Cashew-Based Mac & Cheese with Broccoli

"Scratches the itch!"



Recipe by Cookie + Kate | Serves: 2-4 | Time: ~40 min


Ingredients

8 oz elbow macaroni

1 head of #broccoli, florets cut into small bites

1 ½ tbsp avocado oil or extra-virgin olive oil

1 small yellow onion, chopped

1 cup peeled and grated russet potato

3 cloves garlic, minced

½ tsp garlic powder

½ tsp onion powder

½ tsp dry mustard powder

½ tsp salt, more to taste

Pinch of red pepper flakes

⅔ cup raw #cashews, soaked in hot water for at least 15 min

1 cup water, more as necessary

¼ cup nutritional yeast

2 to 3 tsp apple cider vinegar


Instructions

Bring a large pot of salted water to boil for the pasta. Cook according to package directions. If using broccoli, stir it into the pot when just 2 to 3 more minutes remain. Drain, and transfer the contents to a large serving bowl.


Meanwhile, in a medium-to-large saucepan, warm the oil over medium heat. Add the onion and a pinch of salt and cook, stirring often, until the onion is tender and turning translucent, about 5 minutes.

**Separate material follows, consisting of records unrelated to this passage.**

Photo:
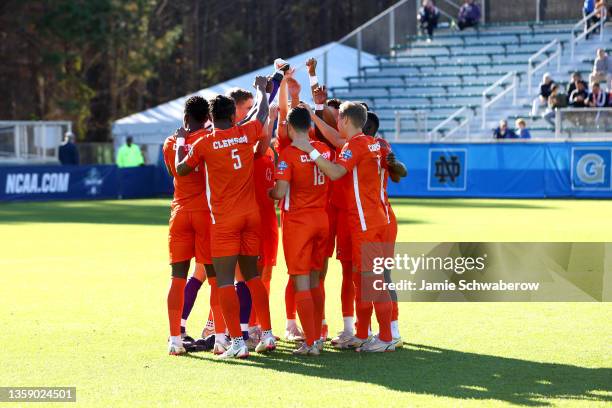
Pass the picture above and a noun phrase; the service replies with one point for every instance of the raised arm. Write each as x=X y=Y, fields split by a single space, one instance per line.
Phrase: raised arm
x=328 y=132
x=267 y=131
x=261 y=113
x=397 y=169
x=180 y=158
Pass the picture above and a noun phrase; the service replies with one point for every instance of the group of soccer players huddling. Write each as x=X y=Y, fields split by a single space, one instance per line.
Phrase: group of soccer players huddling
x=235 y=159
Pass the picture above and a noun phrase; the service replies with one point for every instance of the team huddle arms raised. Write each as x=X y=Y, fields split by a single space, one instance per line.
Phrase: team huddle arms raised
x=326 y=170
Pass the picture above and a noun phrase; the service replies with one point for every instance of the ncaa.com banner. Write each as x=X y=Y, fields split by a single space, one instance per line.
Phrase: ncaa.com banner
x=488 y=271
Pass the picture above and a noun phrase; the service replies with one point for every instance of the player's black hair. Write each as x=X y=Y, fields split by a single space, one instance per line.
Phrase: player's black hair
x=299 y=119
x=222 y=108
x=372 y=124
x=334 y=103
x=197 y=108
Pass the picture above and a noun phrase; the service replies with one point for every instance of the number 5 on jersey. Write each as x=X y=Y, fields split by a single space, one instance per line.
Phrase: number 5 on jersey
x=236 y=157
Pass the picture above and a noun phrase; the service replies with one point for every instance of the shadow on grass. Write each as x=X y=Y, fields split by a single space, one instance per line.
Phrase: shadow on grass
x=467 y=203
x=140 y=212
x=447 y=373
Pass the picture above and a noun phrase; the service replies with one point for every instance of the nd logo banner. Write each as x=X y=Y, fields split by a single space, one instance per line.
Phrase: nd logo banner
x=591 y=168
x=447 y=169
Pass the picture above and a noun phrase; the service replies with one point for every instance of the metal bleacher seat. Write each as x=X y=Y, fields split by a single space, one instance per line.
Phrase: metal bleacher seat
x=453 y=71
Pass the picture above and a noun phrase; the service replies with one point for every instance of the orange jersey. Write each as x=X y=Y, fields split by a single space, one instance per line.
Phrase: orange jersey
x=227 y=156
x=361 y=157
x=189 y=190
x=385 y=149
x=264 y=179
x=283 y=140
x=308 y=185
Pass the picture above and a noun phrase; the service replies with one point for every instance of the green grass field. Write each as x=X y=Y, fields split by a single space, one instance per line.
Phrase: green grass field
x=82 y=301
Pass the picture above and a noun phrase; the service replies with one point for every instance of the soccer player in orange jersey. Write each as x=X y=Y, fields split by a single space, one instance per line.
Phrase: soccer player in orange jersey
x=227 y=157
x=303 y=186
x=395 y=170
x=367 y=218
x=189 y=233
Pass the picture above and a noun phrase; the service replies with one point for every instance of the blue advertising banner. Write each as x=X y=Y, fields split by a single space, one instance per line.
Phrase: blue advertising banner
x=506 y=170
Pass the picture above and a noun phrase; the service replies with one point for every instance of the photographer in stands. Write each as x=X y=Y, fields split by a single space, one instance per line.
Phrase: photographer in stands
x=602 y=69
x=428 y=18
x=469 y=15
x=576 y=77
x=503 y=132
x=542 y=98
x=129 y=155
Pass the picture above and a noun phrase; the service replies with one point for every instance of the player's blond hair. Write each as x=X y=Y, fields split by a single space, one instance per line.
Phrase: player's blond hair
x=355 y=112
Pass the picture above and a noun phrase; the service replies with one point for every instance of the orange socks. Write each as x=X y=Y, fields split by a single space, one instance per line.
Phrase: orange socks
x=176 y=297
x=394 y=311
x=290 y=300
x=305 y=309
x=347 y=294
x=261 y=303
x=215 y=313
x=231 y=310
x=318 y=301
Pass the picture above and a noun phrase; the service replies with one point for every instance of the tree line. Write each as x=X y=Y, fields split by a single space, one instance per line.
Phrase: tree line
x=94 y=61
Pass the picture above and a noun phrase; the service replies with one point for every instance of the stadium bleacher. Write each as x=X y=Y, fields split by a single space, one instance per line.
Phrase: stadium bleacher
x=436 y=79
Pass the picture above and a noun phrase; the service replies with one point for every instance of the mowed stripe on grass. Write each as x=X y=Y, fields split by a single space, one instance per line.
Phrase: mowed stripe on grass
x=82 y=294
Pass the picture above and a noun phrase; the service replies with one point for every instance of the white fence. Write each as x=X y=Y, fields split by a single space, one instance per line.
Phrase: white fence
x=31 y=141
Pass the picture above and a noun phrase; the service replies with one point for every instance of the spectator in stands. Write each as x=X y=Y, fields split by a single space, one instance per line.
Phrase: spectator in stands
x=521 y=129
x=602 y=12
x=602 y=68
x=68 y=153
x=469 y=15
x=503 y=132
x=542 y=98
x=428 y=18
x=587 y=8
x=555 y=101
x=129 y=155
x=597 y=98
x=576 y=77
x=578 y=98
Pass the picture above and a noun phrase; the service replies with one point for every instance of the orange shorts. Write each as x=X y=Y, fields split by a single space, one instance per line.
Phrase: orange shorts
x=305 y=236
x=391 y=233
x=367 y=245
x=343 y=237
x=236 y=235
x=268 y=239
x=189 y=236
x=332 y=217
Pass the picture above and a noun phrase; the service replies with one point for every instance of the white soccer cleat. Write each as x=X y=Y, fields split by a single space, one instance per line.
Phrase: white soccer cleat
x=221 y=346
x=175 y=348
x=294 y=333
x=341 y=338
x=237 y=349
x=208 y=329
x=306 y=350
x=376 y=345
x=399 y=343
x=268 y=343
x=351 y=342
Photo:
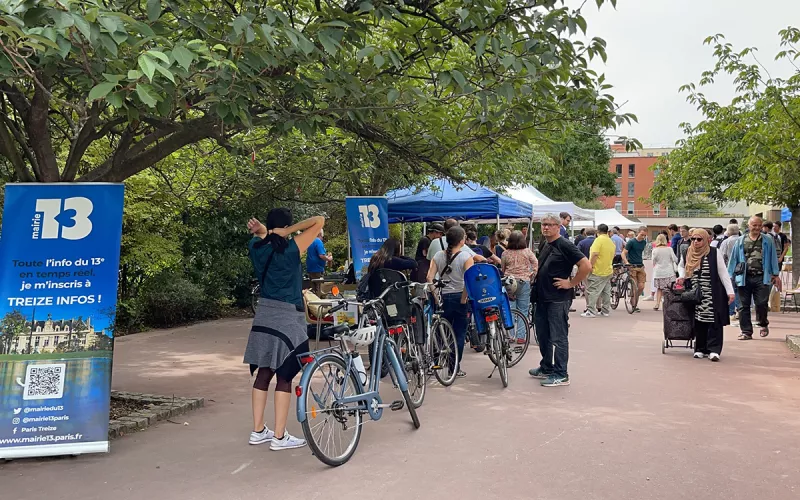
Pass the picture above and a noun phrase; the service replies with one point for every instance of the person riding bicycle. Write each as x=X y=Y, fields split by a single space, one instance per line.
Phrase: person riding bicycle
x=450 y=264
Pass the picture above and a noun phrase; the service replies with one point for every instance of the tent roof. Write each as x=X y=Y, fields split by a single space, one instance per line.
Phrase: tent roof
x=469 y=201
x=542 y=205
x=611 y=218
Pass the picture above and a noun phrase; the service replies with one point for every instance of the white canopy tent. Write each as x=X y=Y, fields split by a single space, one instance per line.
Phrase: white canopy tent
x=542 y=205
x=609 y=217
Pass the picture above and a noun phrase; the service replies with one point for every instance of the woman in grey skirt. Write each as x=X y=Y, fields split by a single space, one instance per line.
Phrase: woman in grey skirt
x=279 y=328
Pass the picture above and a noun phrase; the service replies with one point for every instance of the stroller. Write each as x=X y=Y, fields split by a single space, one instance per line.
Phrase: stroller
x=678 y=320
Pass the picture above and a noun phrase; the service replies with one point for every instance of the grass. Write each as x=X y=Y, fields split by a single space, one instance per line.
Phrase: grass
x=55 y=355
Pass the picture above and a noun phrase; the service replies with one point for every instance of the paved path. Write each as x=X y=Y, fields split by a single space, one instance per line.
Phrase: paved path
x=635 y=424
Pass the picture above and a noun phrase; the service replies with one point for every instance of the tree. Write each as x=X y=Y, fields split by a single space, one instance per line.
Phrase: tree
x=579 y=171
x=749 y=149
x=438 y=84
x=12 y=325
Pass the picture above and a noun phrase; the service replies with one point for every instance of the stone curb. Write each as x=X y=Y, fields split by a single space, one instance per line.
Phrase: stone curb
x=161 y=408
x=793 y=341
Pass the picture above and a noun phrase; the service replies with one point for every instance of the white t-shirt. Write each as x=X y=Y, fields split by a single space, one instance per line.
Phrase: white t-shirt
x=440 y=244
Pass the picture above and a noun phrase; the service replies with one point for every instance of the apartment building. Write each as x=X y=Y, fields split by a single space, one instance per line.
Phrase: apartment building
x=635 y=177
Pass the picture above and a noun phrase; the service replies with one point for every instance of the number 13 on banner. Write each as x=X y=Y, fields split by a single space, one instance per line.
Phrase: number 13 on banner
x=70 y=215
x=370 y=216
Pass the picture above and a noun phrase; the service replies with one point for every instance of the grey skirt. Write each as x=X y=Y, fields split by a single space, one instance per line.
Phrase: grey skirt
x=278 y=335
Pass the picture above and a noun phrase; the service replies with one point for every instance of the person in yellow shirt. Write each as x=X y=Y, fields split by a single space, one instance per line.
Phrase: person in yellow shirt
x=601 y=256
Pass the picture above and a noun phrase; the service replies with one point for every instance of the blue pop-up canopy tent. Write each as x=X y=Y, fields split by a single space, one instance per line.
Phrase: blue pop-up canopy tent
x=469 y=201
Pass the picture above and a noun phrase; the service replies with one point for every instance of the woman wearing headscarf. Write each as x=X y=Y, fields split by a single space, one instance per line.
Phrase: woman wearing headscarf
x=706 y=268
x=279 y=332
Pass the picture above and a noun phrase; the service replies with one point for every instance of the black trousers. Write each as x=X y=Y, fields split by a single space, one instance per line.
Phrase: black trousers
x=754 y=291
x=708 y=338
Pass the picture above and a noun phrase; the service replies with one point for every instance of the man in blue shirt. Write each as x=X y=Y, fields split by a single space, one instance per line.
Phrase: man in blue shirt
x=316 y=260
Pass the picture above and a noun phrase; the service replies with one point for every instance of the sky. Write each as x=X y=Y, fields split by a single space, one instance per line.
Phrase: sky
x=655 y=46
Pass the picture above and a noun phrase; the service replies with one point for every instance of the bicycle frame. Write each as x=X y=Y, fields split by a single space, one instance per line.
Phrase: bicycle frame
x=369 y=401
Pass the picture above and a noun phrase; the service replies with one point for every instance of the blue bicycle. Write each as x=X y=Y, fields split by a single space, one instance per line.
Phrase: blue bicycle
x=335 y=393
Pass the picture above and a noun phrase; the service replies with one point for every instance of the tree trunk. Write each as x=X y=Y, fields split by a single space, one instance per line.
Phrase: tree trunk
x=795 y=242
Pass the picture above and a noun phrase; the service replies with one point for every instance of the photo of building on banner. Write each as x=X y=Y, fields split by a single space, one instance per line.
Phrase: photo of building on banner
x=59 y=266
x=368 y=227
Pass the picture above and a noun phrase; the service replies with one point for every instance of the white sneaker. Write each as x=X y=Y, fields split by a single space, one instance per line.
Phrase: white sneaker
x=287 y=443
x=261 y=437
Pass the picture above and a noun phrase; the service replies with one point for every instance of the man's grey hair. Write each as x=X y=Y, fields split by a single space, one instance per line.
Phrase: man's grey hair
x=551 y=218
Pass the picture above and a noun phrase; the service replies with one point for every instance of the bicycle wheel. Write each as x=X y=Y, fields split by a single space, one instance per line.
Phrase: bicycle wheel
x=631 y=293
x=500 y=351
x=411 y=359
x=444 y=353
x=331 y=429
x=516 y=348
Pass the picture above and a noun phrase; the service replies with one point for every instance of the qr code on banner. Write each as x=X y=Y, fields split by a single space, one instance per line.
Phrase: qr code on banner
x=44 y=381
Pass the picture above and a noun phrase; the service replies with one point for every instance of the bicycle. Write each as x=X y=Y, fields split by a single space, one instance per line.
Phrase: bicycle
x=437 y=353
x=624 y=287
x=343 y=400
x=492 y=313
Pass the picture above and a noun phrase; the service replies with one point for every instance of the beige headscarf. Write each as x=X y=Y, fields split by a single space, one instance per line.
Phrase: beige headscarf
x=694 y=256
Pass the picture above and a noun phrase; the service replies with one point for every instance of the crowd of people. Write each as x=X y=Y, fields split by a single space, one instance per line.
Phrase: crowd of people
x=733 y=272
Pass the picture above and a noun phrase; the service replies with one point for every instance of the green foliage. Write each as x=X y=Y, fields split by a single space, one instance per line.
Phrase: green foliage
x=749 y=149
x=435 y=84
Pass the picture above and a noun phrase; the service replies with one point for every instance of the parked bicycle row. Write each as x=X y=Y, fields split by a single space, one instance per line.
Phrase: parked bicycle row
x=412 y=331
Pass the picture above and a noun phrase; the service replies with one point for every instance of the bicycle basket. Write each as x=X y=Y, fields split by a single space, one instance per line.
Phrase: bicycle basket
x=420 y=290
x=398 y=302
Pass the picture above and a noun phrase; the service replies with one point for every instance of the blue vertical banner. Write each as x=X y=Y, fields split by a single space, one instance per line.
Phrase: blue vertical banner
x=368 y=227
x=59 y=267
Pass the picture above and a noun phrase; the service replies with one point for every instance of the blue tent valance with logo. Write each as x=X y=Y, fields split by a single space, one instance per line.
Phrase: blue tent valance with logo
x=469 y=201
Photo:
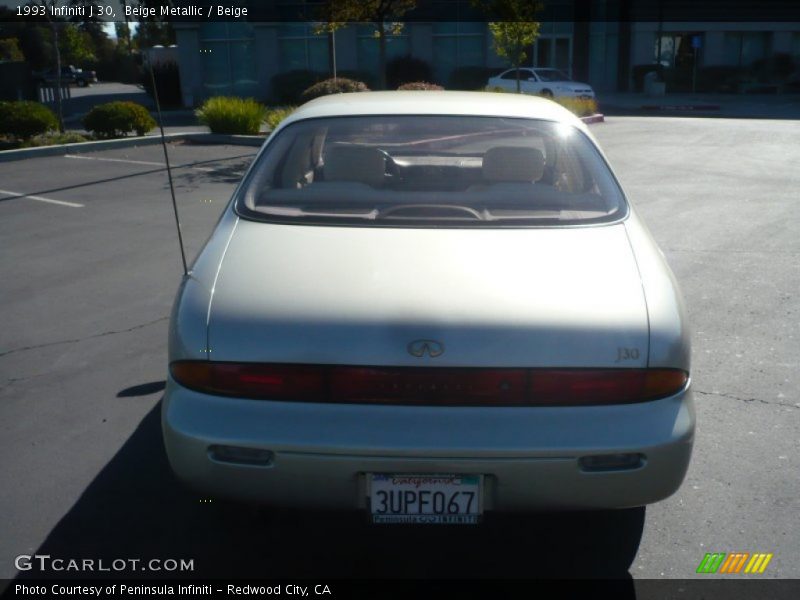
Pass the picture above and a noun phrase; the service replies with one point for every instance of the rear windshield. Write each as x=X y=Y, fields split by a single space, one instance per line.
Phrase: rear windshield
x=417 y=171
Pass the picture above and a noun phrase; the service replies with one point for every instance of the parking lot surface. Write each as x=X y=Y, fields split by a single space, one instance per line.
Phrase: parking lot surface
x=89 y=270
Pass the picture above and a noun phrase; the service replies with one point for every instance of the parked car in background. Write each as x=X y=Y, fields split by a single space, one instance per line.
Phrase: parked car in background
x=429 y=305
x=544 y=82
x=69 y=75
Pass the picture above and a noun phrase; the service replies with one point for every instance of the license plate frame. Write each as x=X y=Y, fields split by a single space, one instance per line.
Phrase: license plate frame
x=445 y=491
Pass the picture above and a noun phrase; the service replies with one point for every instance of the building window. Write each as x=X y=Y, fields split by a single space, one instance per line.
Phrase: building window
x=743 y=48
x=301 y=48
x=369 y=47
x=679 y=49
x=458 y=44
x=227 y=52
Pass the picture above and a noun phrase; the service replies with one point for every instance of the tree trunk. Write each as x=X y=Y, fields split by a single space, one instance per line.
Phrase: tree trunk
x=59 y=106
x=381 y=56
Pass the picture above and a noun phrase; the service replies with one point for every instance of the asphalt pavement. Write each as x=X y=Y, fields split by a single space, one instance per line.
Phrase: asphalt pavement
x=89 y=270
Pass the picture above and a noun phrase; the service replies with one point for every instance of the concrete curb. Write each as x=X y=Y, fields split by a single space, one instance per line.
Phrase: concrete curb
x=198 y=137
x=596 y=118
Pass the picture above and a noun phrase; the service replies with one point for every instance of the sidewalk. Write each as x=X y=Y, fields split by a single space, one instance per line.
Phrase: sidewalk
x=742 y=106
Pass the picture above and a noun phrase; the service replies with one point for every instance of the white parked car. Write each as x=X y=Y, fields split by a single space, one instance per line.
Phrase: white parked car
x=544 y=82
x=429 y=305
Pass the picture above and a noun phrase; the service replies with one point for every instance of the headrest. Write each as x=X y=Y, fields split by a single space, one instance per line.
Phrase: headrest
x=513 y=163
x=346 y=162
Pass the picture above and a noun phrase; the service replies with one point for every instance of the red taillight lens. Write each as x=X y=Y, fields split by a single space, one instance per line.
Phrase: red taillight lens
x=429 y=386
x=252 y=380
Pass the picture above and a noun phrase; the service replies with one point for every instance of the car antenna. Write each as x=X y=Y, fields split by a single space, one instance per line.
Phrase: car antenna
x=166 y=161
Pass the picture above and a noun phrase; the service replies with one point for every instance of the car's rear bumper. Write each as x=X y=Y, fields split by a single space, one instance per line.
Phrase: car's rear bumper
x=530 y=456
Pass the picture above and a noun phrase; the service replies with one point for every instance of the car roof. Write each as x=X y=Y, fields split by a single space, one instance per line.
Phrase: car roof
x=484 y=104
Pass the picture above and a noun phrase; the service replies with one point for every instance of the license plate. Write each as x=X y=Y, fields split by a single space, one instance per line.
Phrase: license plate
x=425 y=498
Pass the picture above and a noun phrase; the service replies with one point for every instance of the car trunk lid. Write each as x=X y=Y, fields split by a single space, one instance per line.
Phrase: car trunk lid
x=527 y=297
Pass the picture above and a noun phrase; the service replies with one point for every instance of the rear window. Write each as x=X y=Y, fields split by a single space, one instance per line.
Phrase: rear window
x=431 y=171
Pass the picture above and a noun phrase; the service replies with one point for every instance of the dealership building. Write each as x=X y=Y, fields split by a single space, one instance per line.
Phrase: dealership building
x=599 y=42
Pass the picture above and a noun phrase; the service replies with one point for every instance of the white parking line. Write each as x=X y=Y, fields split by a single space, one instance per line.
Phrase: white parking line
x=134 y=162
x=138 y=162
x=40 y=199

Add the grated potato, garlic, garlic powder, onion powder, mustard powder, salt and red pepper flakes. Stir to combine, and cook, stirring constantly, for about 1 minute to enhance their flavors.


Add the cashews and water, and stir to combine. Let the mixture come to a simmer. Continue simmering, stirring frequently and reducing heat as necessary to avoid a rapid boil, until the potatoes are completely tender and cooked through, about 5 to 8 minutes.


Carefully pour the mixture into a blender. Add the nutritional yeast and 2 teaspoons vinegar. Blend until the mixture is completely smooth, about 2 minutes, stopping to scrape down the sides if necessary. If the mixture won’t blend easily or if you would prefer a thinner consistency, add water in ¼ cup increments, blending after each one.


Taste and adjust seasoning as necessary


Pour the sauce into the bowl of pasta. Stir until well combined, and serve immediately.